CS 111

Brian Geffon and Daniel Collier

Lecture 9

October 22nd, 2009


Implementing Spinlocks

When a computer runs multiple threads, the synchronization of is critical. When multiple threads try to access and modify memory at the same time, you must in some way ensure that the threads do not run into each other. As was described in the previous lecture, one way to control the synchronization of threads is the use of locks. One type of lock that is commonly used is a spin lock. When using a spin lock, if a thread wants to acquire a lock, it will loop (spin) until the lock is available. In other words, a spin lock keeps the CPU busy until it receives the lock. Here is an initial attempt at the implementation of a spin lock:

typedef int mutex_t;

  void lock(mutext_t *m) {
    while(*m) continue;
    *m = 1;
  }

However, this above implementation is not quite right. Between the time that the value of the mutex is checked and the time that it is assigned a new value, the value in memory could have changed. This section needs to be done atomically, which is accomplished using the atomic x86 xchg instruction:

typedef int mutex_t

  void lock( mutex_t *m ) {
    while( xchg(m, 1) == 1 ) continue;
  }

  void unlock( mutex_t *m) {
    *m = 0;
  }

Preconditions: It is important to remember the preconditions for calling lock and unlock. Lock may only be called when you do not own the lock. Unlock can only be called when you own the lock.
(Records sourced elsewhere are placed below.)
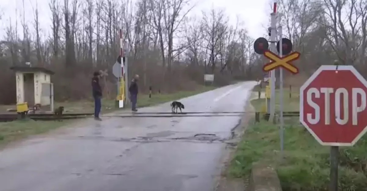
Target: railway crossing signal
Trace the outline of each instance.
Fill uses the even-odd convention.
[[[264,52],[269,49],[269,44],[268,40],[266,38],[260,37],[254,43],[254,49],[255,52],[259,55],[262,55]]]
[[[264,56],[272,61],[264,65],[262,69],[264,72],[269,72],[281,67],[294,74],[297,74],[298,73],[298,68],[292,65],[290,62],[298,59],[301,53],[299,52],[295,52],[288,56],[281,58],[272,52],[265,51]]]
[[[287,55],[291,53],[293,49],[293,45],[292,44],[292,41],[286,38],[283,38],[281,39],[281,44],[282,44],[282,53],[283,55]],[[278,41],[276,43],[276,50],[278,52],[279,52],[279,41]]]

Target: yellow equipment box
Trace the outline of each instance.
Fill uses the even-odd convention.
[[[17,112],[22,113],[28,111],[28,103],[26,102],[17,104]]]

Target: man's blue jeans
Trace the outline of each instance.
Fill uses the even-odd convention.
[[[101,107],[101,97],[94,96],[94,117],[99,117],[99,112]]]
[[[130,94],[130,100],[131,101],[131,110],[136,109],[137,101],[138,100],[138,95],[131,94]]]

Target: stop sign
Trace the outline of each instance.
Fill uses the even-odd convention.
[[[353,66],[321,66],[301,87],[299,120],[321,145],[352,146],[367,131],[366,92]]]

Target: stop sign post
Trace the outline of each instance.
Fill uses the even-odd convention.
[[[331,146],[330,190],[337,190],[339,146],[367,131],[367,81],[351,65],[322,65],[301,87],[299,120],[321,145]]]

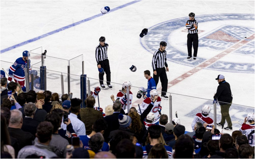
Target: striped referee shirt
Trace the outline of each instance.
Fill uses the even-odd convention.
[[[194,27],[194,24],[196,24],[198,25],[198,21],[194,19],[193,20],[188,20],[187,21],[187,23],[186,24],[186,28],[188,29],[188,32],[189,34],[195,34],[198,32],[197,28],[198,26],[196,27]]]
[[[105,43],[104,46],[102,46],[100,44],[99,44],[96,47],[95,50],[95,57],[98,65],[99,64],[99,61],[108,59],[107,51],[108,47],[109,44],[107,43]]]
[[[166,67],[168,67],[168,65],[166,61],[166,51],[162,52],[160,51],[160,49],[156,51],[154,54],[151,64],[153,70],[155,71],[157,68],[162,68],[165,66]]]

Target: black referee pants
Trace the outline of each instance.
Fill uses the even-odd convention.
[[[156,85],[157,86],[157,84],[159,81],[162,85],[162,95],[166,95],[166,92],[167,91],[167,87],[168,85],[168,79],[167,78],[167,75],[166,74],[166,70],[165,67],[162,68],[157,68],[157,75],[153,74],[153,78],[156,81]]]
[[[198,34],[197,33],[188,34],[188,40],[187,45],[188,46],[188,56],[192,57],[192,46],[194,49],[194,57],[196,57],[198,49]]]
[[[110,67],[109,66],[109,59],[106,59],[103,61],[99,61],[99,63],[101,66],[101,68],[104,69],[104,73],[99,73],[99,79],[100,80],[100,84],[101,85],[103,84],[103,81],[104,80],[104,74],[106,73],[107,76],[107,84],[110,85],[111,82]]]

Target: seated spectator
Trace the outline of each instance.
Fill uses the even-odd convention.
[[[85,101],[87,106],[85,108],[81,109],[80,116],[81,119],[86,129],[86,135],[92,133],[93,125],[99,119],[103,119],[101,113],[94,108],[95,104],[95,99],[92,96],[89,96]]]
[[[252,158],[255,151],[253,148],[250,145],[246,144],[241,145],[239,148],[238,152],[240,158],[242,159]]]
[[[216,154],[211,156],[211,158],[224,158],[226,150],[233,146],[233,139],[230,135],[225,134],[221,136],[219,141],[220,151]]]
[[[52,102],[51,101],[52,99],[52,92],[48,90],[45,91],[43,93],[45,96],[44,99],[44,104],[43,105],[43,109],[46,111],[47,113],[50,113],[52,108]]]
[[[168,123],[168,116],[165,114],[162,114],[160,116],[159,125],[161,126],[161,132],[163,136],[165,133],[165,125]]]
[[[176,140],[178,139],[179,137],[182,135],[185,134],[185,130],[186,128],[185,126],[183,125],[179,124],[176,125],[173,129],[173,135],[175,137],[175,139],[173,139],[172,141],[170,141],[167,144],[169,146],[172,148],[173,149],[175,149],[175,148],[174,147]]]
[[[233,148],[236,149],[235,146],[235,141],[236,138],[243,135],[242,132],[238,130],[234,131],[232,132],[232,137],[233,138]]]
[[[51,145],[56,147],[53,152],[61,158],[66,158],[67,146],[69,145],[68,141],[59,134],[58,129],[61,122],[61,119],[59,114],[55,113],[49,114],[46,117],[45,121],[50,122],[53,126],[53,135],[50,142]],[[35,139],[38,141],[38,138]]]
[[[169,156],[164,146],[162,144],[157,144],[151,149],[147,158],[168,159]]]
[[[62,103],[62,107],[64,112],[68,113],[71,107],[70,101],[68,100],[64,101]],[[68,115],[68,118],[70,119],[70,121],[72,123],[73,129],[77,136],[85,135],[86,133],[84,124],[82,121],[77,119],[77,117],[75,117],[75,114]],[[62,120],[63,120],[62,119]],[[67,130],[67,125],[63,122],[61,122],[61,127],[63,130]]]
[[[12,158],[15,158],[15,151],[11,145],[10,136],[7,129],[6,120],[1,114],[1,154],[4,152],[8,152],[11,155]],[[2,156],[2,154],[1,155]],[[1,156],[1,158],[2,157]]]
[[[31,133],[35,137],[36,136],[37,128],[40,123],[40,122],[33,119],[36,109],[36,105],[32,102],[26,104],[24,107],[24,113],[26,116],[23,118],[23,124],[21,127],[23,130]]]
[[[131,125],[130,127],[131,131],[138,137],[138,142],[142,143],[142,139],[146,131],[145,126],[141,123],[140,115],[135,112],[130,112],[128,116],[131,118]]]
[[[175,138],[174,135],[173,135],[174,126],[173,125],[172,123],[167,123],[165,125],[165,132],[163,135],[163,136],[165,143],[169,143],[171,140]],[[161,129],[162,127],[161,126]]]
[[[157,144],[160,143],[160,138],[161,134],[161,126],[154,125],[148,128],[148,137],[150,144],[142,147],[143,150],[143,158],[147,158],[148,154],[149,153],[151,149]],[[172,152],[171,148],[166,146],[164,146],[169,157],[170,158]]]
[[[21,129],[23,124],[22,113],[17,109],[11,111],[11,117],[8,128],[10,136],[18,140],[19,148],[32,145],[35,137],[31,133]]]
[[[51,158],[57,156],[53,152],[54,147],[50,145],[52,138],[53,126],[50,122],[45,121],[40,123],[37,130],[36,137],[38,141],[35,141],[33,145],[27,146],[19,152],[18,158],[26,158],[27,156],[36,154],[45,158]]]
[[[130,140],[122,140],[117,144],[116,149],[116,158],[135,158],[135,147]]]
[[[96,133],[93,135],[88,142],[90,149],[95,154],[101,151],[104,143],[104,138],[100,133]]]
[[[114,113],[114,110],[113,109],[113,105],[109,105],[105,108],[105,115],[107,116],[112,115]]]
[[[84,147],[87,149],[90,149],[88,144],[88,142],[91,138],[97,133],[101,133],[103,135],[108,127],[107,124],[104,119],[97,119],[93,126],[93,131],[89,135],[82,135],[80,136],[80,140],[83,142]],[[107,143],[104,142],[101,151],[109,151],[109,146]]]

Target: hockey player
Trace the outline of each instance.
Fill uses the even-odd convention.
[[[116,98],[119,98],[120,101],[122,103],[122,109],[124,110],[125,110],[127,108],[127,97],[126,95],[127,93],[127,86],[128,86],[129,89],[130,90],[129,92],[129,98],[130,98],[130,105],[131,105],[131,102],[132,101],[132,93],[131,92],[131,84],[129,81],[126,81],[123,83],[122,86],[122,91],[119,92],[116,95]]]
[[[195,126],[197,122],[201,123],[203,125],[205,123],[209,125],[213,125],[213,120],[208,116],[210,112],[211,107],[208,105],[204,105],[202,109],[202,113],[198,113],[196,115],[191,125],[192,129],[194,130]]]
[[[22,53],[23,57],[16,60],[13,64],[11,66],[9,69],[9,73],[8,80],[10,81],[12,81],[14,78],[16,83],[18,83],[21,87],[25,85],[25,67],[27,66],[27,60],[30,56],[30,54],[27,51],[24,51]],[[29,60],[29,70],[31,70],[30,67],[30,61]]]
[[[249,124],[246,124],[247,121]],[[244,123],[239,130],[245,134],[249,141],[249,144],[251,146],[255,146],[255,117],[254,113],[249,113],[245,118]]]
[[[143,113],[147,108],[149,104],[153,101],[155,97],[157,96],[157,100],[154,103],[154,106],[151,110],[150,112],[155,114],[155,119],[152,123],[153,124],[159,125],[159,119],[161,115],[160,113],[161,113],[162,110],[162,107],[160,106],[161,98],[158,96],[158,92],[156,89],[153,89],[150,91],[149,94],[150,97],[145,99],[140,106],[141,113]]]
[[[155,114],[152,112],[150,112],[147,115],[146,120],[144,122],[144,125],[146,127],[146,129],[147,130],[148,128],[153,125],[155,125],[152,124],[155,120]]]

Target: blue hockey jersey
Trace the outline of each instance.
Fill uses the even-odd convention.
[[[29,70],[31,70],[30,67],[30,60],[29,60]],[[14,79],[19,81],[25,80],[25,67],[27,65],[27,61],[24,61],[22,58],[17,59],[13,64],[11,66],[9,69],[9,75],[13,75]]]
[[[152,89],[156,89],[156,85],[155,80],[151,77],[147,81],[147,97],[150,97],[150,91]]]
Are there other atomic x86 instructions we could use to implement a spin lock? Actually, there are several x86 instructions that are atomic:

  1. lock incl x
  2. xchg
  3. Compare and Swap (cas)

Using compare and swap we can compute any function atomically

//compare and swap implementation in C
  bool cas( int *p, int old, int new ) {
    if( *p == old ) {
      *p = new;
      return true;
    } else {
      return false;
    }
  }

Here is an example of how we could compute a factorial atomically:

void factorial_transaction (int *p) {
    do {
      int old = *p;
      int new = fact(old);
    } while( !cas(*p, old, new) );
  }

Instead of the factorial function in the above example, we can compute any function there! Compare and swap allows us to implement any function atomically.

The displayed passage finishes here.